Christina Bieber Lake

Christina Bieber Lake is the Clyde S. Kilby professor of English at Wheaton College where she teaches classes in American literature and literary theory. Lake has authored several essays on Flannery O’Connor as well as a monograph entitled The Incarnational Art of Flannery O’Connor (Mercer UP, 2005). Her most recent book, Beyond the Story: American Fiction and the Limits of Materialism, argues that contemporary American storytelling is an act of love for persons that inherently resists scientific naturalism’s account of human experience.

Institute Discussion

Both my public lecture and my class sessions will focus on the contemporary relevance of Flannery O’Connor as a writer capable of inviting readers to the hard work of changing people’s minds and hearts about issues of ultimate concern. Chief among these is learning how to love others in a country increasingly bent on demonizing those we do not understand.
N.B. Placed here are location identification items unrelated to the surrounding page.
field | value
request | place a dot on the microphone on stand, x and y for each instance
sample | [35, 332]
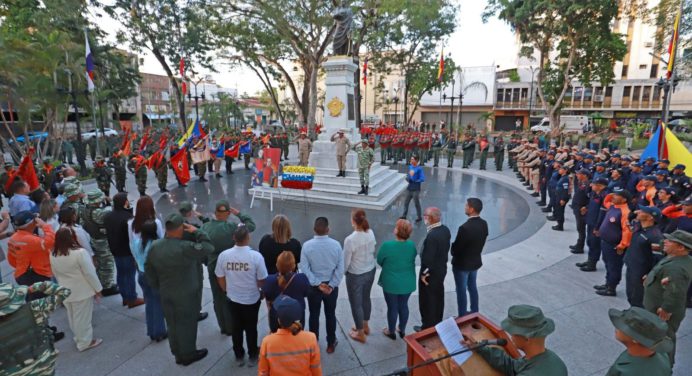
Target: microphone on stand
[486, 342]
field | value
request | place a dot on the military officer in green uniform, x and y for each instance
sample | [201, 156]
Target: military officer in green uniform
[436, 148]
[92, 217]
[103, 175]
[26, 343]
[451, 148]
[120, 168]
[665, 287]
[138, 166]
[68, 150]
[73, 194]
[644, 335]
[469, 148]
[366, 156]
[528, 327]
[172, 269]
[499, 151]
[218, 229]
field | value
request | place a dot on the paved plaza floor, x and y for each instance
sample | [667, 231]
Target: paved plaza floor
[524, 262]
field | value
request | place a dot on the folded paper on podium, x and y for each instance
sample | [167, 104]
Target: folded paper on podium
[426, 345]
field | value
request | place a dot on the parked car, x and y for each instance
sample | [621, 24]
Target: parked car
[33, 136]
[92, 134]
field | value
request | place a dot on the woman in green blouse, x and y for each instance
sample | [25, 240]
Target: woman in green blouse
[398, 277]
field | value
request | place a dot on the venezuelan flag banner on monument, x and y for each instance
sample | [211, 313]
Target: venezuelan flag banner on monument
[673, 149]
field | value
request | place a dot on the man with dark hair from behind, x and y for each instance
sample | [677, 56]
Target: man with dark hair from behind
[466, 255]
[322, 261]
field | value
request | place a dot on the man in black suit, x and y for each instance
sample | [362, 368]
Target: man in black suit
[466, 255]
[433, 268]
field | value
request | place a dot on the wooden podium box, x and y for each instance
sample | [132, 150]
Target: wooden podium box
[426, 345]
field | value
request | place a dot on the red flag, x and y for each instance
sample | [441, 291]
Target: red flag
[180, 166]
[234, 151]
[26, 172]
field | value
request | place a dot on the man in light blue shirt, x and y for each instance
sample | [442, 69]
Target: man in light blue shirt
[20, 200]
[322, 261]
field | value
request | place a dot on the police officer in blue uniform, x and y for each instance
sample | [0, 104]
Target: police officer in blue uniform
[561, 197]
[594, 213]
[580, 202]
[643, 252]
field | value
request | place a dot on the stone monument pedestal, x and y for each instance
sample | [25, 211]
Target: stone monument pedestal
[385, 184]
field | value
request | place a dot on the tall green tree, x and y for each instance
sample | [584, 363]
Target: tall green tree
[410, 44]
[170, 30]
[571, 41]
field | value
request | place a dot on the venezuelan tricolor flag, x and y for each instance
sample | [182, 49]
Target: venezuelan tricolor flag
[673, 149]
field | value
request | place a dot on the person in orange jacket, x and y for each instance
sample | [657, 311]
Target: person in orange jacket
[29, 254]
[291, 350]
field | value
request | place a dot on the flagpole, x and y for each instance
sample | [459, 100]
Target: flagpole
[671, 81]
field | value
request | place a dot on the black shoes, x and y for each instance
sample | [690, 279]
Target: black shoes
[608, 291]
[110, 291]
[199, 355]
[588, 267]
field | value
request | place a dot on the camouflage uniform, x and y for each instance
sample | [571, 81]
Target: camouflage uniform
[103, 175]
[92, 219]
[138, 166]
[120, 169]
[12, 301]
[366, 155]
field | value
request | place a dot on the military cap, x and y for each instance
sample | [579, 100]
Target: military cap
[222, 206]
[174, 219]
[95, 196]
[527, 321]
[642, 326]
[12, 298]
[601, 181]
[651, 210]
[23, 218]
[680, 236]
[72, 190]
[622, 193]
[288, 310]
[185, 207]
[584, 171]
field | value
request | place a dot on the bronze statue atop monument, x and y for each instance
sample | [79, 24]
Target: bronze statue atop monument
[343, 16]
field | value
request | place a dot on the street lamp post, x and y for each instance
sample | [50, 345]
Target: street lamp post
[196, 97]
[533, 72]
[70, 91]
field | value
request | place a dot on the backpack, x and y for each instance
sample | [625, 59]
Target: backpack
[22, 340]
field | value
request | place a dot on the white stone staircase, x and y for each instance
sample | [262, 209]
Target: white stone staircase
[385, 186]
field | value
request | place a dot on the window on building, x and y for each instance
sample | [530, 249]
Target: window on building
[646, 94]
[654, 71]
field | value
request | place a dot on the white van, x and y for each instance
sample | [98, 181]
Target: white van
[571, 123]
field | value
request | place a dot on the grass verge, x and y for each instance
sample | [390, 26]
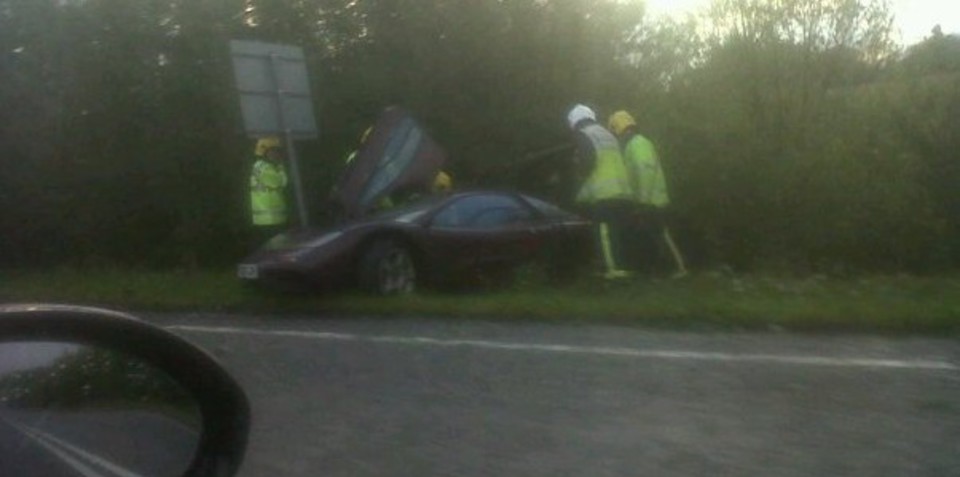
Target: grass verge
[896, 304]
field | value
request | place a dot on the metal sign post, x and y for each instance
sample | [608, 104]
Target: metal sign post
[274, 92]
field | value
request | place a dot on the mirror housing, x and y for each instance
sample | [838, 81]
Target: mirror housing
[223, 406]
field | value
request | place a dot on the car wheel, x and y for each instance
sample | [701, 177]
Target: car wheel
[388, 268]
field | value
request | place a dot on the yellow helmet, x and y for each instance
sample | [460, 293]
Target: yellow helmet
[442, 182]
[266, 143]
[620, 121]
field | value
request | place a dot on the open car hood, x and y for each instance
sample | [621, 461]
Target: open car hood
[398, 155]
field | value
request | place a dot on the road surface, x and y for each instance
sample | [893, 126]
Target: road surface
[436, 397]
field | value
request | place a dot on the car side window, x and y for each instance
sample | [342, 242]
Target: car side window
[482, 212]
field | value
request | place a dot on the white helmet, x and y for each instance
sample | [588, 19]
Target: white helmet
[579, 113]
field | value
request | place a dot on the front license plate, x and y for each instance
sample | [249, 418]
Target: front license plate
[248, 272]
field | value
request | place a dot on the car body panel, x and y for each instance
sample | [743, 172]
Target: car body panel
[398, 155]
[444, 251]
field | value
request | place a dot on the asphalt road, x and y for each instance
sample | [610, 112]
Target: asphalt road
[438, 398]
[93, 444]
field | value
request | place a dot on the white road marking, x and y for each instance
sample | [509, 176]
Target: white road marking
[683, 355]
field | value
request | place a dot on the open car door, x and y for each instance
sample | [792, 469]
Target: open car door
[398, 155]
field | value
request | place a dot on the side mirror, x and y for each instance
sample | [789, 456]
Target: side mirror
[91, 392]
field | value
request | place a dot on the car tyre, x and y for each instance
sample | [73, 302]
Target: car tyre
[388, 268]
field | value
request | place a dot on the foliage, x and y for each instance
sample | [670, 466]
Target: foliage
[795, 134]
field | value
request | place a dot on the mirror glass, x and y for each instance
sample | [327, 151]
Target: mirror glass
[76, 410]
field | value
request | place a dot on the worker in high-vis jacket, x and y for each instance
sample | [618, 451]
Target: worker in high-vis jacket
[648, 225]
[605, 192]
[268, 188]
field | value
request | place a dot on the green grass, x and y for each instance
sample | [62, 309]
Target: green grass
[895, 304]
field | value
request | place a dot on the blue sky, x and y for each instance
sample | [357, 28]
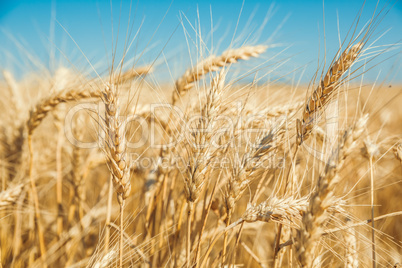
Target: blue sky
[294, 28]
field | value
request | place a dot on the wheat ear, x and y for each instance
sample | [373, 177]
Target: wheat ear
[40, 111]
[10, 196]
[325, 90]
[212, 64]
[316, 214]
[115, 147]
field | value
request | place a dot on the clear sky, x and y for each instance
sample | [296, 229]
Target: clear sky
[294, 30]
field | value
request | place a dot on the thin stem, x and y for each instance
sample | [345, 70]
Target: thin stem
[190, 211]
[108, 215]
[225, 237]
[59, 184]
[36, 204]
[121, 232]
[372, 211]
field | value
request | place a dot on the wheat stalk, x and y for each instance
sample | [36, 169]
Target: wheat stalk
[325, 90]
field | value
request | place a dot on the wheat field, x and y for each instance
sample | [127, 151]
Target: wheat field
[217, 167]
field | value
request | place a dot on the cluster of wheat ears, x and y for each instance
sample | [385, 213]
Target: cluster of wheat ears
[235, 174]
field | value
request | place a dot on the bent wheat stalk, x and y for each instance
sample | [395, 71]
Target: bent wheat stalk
[212, 64]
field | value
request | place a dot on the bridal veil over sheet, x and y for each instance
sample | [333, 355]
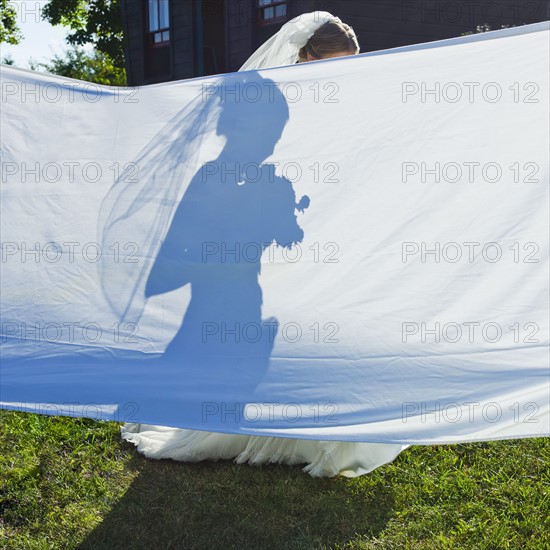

Although all of her work can be seen as displacing readers into a position of cognitive dissonance, we will take a close look at “The Displaced Person,” “Temple of the Holy Ghost,” “Parker’s Back,” and The Violent Bear it Away as texts that champion the grotesque as the means to create the space necessary for readers to be transformed.

Why O’Connor?

O’Connor knew that a good story is one of the few things powerful enough to displace us from our pet illusions about ourselves and the world, laughing all the way.